Ooooh my favourites! 

Nhu and Wing

Nhu and Wing

We stopped for lunch at a local restaurant where they eventually dug out an English menu. Hmmmm Pig's Uterus or Pig's Udders? Thankfully I found some Satay Beef. Lunch was followed by a brief photo shoot with everyone at the restaurant. My guide said westerners hadn't been there in years and they were particularly taken by my 'princess hair.' 

 We whiled away the afternoon riding bikes around Coconut Island, with Nhu teaching me Vietnamese. Some useful sentences and a lot aimed a coaxing Wing out of his shell. We wandered through orchards picking and eating fruits I've never heard of until we could eat no more.

 

A friend from home, Will Bolitho, who's an expat here has been keeping me well entertained in the evenings. Going to delicious restaurants and even going clubbing. I regretted the latter when I woke up with a pounding headache this morning. 
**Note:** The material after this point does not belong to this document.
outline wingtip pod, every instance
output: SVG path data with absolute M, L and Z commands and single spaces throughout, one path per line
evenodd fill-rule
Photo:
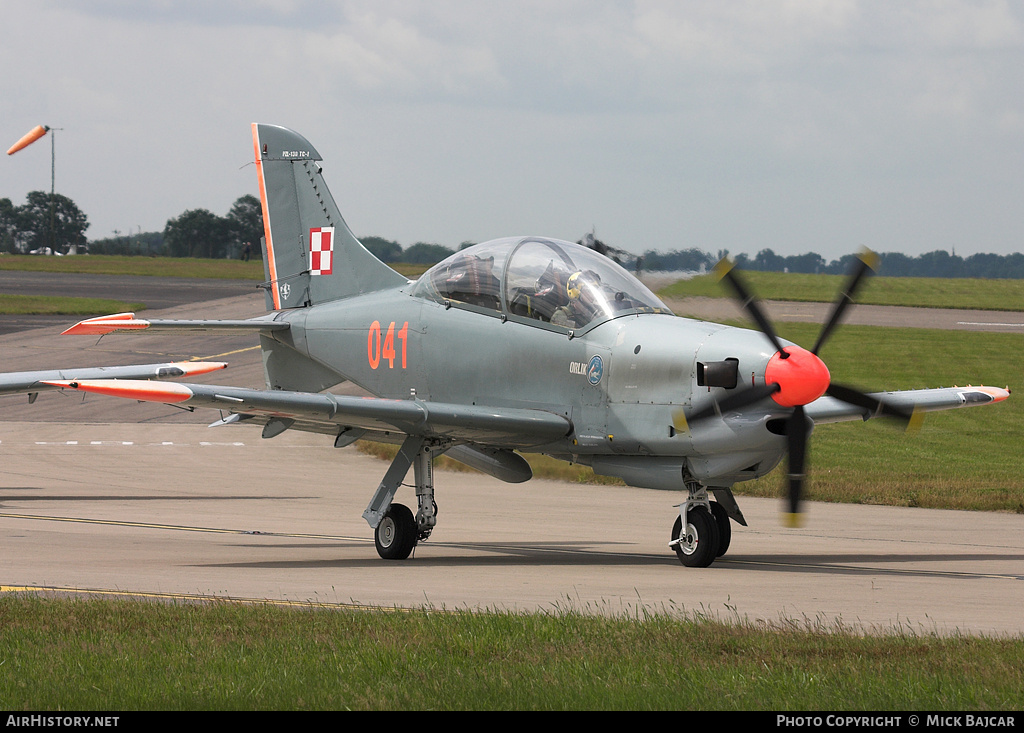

 I'd been recommended by a few people including Will to try Sophie's Art Tour, which I did this morning. It was brilliant, four hours of learning about art and history in Vietnam since 1800 through a serious of paintings in four locations around the city. Stu took us through four chapters of art history from the French setting up a painting school here to combat artists who had to make propaganda paintings on the front line. One of the most notable painters in Vietnamese history was Bui Xuan Phai. When my father was in Hanoi in 1981 he bought two paintings on the street for a packet of cigarettes, one was by Phai and the other by his son. He bought them off the artist newly painted. Stu, our guide, and the gallery owners were very excited by this as he became so popular after he died in 1988 that even forgeries had value.
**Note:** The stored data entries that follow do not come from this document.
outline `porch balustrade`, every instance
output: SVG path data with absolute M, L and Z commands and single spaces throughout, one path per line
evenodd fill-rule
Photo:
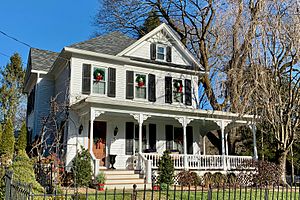
M 143 157 L 152 161 L 152 169 L 158 168 L 162 155 L 157 153 L 143 153 Z M 170 154 L 175 169 L 184 169 L 184 154 Z M 223 162 L 225 158 L 225 162 Z M 222 156 L 222 155 L 187 155 L 188 168 L 194 170 L 223 170 L 225 163 L 227 169 L 237 169 L 245 161 L 251 161 L 252 156 Z

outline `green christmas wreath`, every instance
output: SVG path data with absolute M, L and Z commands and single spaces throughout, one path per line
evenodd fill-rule
M 105 80 L 105 72 L 103 69 L 99 69 L 99 68 L 96 68 L 94 70 L 94 79 L 96 81 L 101 81 L 101 80 Z
M 145 75 L 138 75 L 135 79 L 135 82 L 138 84 L 139 87 L 142 87 L 146 84 L 146 76 Z
M 182 83 L 180 81 L 174 81 L 173 86 L 176 89 L 176 92 L 182 93 Z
A painting by Bui Xuan Phai

A painting by Bui Xuan Phai

 

The morning made me realise once more how lucky I am to live in a free country doing what I do. If you have an exhibition in Vietnam it has to be approved by the Ministry for Culture and if anything doesn't fit their endless regulations it will be taken down and the artist punished and put on a watch list.

Apart from my painting on the Mekong River I haven't managed any more. The thought of setting up my easel around this city is daunting and I just couldn't face it. Although I've learnt a huge amount here I'm looking forward to leaving Ho Chi Minh. It's been exciting and busy and stimulating but also exhausting and I've felt distinctly uneasy in my dodgy hotel. Tomorrow I'm off to Hoi An and I can't wait!